ContextQMD
Back to Vagrant

CFEngine Provisioner

website/content/docs/provisioning/cfengine.mdx

2.4.97.3 KB
Original Source

⚠️⚠️⚠️⚠️⚠️⚠️⚠️⚠️⚠️⚠️⚠️⚠️

[!IMPORTANT]
Documentation Update: Product documentation previously located in /website has moved to the hashicorp/web-unified-docs repository, where all product documentation is now centralized. Please make contributions directly to web-unified-docs, since changes to /website in this repository will not appear on developer.hashicorp.com. ⚠️⚠️⚠️⚠️⚠️⚠️⚠️⚠️⚠️⚠️⚠️⚠️

CFEngine Provisioner

Provisioner name: cfengine

The Vagrant CFEngine provisioner allows you to provision the guest using CFEngine. It can set up both CFEngine policy servers and clients. You can configure both the policy server and the clients in a single multi-machine Vagrantfile.

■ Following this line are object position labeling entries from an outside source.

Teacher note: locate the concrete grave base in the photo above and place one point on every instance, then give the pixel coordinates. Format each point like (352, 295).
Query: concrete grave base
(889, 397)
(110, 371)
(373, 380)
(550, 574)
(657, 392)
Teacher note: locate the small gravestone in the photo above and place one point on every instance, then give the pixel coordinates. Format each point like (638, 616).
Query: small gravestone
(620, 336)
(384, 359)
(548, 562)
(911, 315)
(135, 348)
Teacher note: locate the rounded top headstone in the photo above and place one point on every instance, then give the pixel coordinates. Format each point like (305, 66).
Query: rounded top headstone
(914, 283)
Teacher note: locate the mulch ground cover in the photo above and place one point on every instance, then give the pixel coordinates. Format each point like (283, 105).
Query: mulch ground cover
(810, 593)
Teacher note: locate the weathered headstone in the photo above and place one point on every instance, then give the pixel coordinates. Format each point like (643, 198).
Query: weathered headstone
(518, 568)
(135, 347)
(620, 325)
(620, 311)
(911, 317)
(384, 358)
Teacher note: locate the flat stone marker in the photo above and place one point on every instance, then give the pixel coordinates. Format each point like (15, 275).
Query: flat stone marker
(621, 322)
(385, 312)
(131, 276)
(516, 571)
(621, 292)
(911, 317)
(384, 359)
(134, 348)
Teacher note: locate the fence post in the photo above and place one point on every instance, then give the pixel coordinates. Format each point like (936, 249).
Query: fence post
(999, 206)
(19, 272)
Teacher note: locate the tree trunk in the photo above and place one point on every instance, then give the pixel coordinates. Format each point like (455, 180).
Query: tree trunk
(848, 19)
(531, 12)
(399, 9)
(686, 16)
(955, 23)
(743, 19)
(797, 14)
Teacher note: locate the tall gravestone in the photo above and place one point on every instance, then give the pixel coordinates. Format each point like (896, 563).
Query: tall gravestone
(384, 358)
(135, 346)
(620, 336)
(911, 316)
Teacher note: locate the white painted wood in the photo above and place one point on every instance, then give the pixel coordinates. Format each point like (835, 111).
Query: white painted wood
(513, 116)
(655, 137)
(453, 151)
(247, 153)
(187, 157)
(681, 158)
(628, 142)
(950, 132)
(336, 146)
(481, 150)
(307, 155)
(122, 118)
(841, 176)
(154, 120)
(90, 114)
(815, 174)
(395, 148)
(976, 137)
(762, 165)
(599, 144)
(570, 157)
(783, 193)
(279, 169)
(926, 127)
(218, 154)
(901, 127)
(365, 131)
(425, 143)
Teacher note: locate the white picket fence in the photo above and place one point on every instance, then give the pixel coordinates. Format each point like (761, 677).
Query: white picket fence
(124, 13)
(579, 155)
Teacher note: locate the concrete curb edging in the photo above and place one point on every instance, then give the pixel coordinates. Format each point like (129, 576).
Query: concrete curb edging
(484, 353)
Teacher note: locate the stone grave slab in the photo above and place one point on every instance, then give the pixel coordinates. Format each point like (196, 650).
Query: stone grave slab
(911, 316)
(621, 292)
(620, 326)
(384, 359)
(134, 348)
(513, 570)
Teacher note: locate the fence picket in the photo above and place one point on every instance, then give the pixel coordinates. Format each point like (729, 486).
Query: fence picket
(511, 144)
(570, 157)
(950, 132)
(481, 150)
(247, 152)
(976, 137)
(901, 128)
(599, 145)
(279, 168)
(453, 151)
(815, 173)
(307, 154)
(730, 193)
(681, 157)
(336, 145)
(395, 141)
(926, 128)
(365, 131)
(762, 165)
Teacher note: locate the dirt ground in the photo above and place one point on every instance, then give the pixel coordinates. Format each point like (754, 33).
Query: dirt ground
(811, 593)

~> Warning: If you are not familiar with CFEngine and Vagrant already, it is recommended to start with the shell provisioner. However, if you are comfortable with Vagrant already, Vagrant is the best way to learn CFEngine.

Let us look at some common examples first. See the bottom of this document for a comprehensive list of options.

Setting up a CFEngine server and client

The CFEngine provisioner automatically installs the latest CFEngine Community packages on the VM, then configures and starts CFEngine according to your specification.

Configuring a VM as a CFEngine policy server is easy:

ruby
Vagrant.configure("2") do |config|
  config.vm.provision "cfengine" do |cf|
    cf.am_policy_hub = true
  end
end

The host will automatically be bootstrapped to itself to become a policy server.

If you already have a working CFEngine policy server, you can get a CFEngine client installed and bootstrapped by specifying its IP address:

ruby
Vagrant.configure("2") do |config|
  config.vm.provision "cfengine" do |cf|
    cf.policy_server_address = "10.0.2.15"
  end
end

Copying files to the VM

If you have some policy or other files that you want to install by default on a VM, you can use the files_path attribute:

ruby
Vagrant.configure("2") do |config|
   config.vm.provision "cfengine" do |cf|
      cf.am_policy_hub = true
      cf.files_path = "cfengine_files"
    end
  end

Everything under cfengine_files/ in the Vagrant project directory will be recursively copied under /var/cfengine/ in the VM, on top of its default contents.

A common use case is to add your own files to /var/cfengine/masterfiles/ in the policy server. Assuming your extra files are stored under cfengine_files/masterfiles/, the line shown above will add them to the VM after CFEngine is installed, but before it is bootstrapped.

Modes of operation

The default mode of operation is :bootstrap, which results in CFEngine being bootstrapped according to the information provided in the Vagrantfile. You can also set mode to :single_run, which will run cf-agent once on the host to execute the file specified in the run_file parameter, but will not bootstrap it, so it will not be executed periodically.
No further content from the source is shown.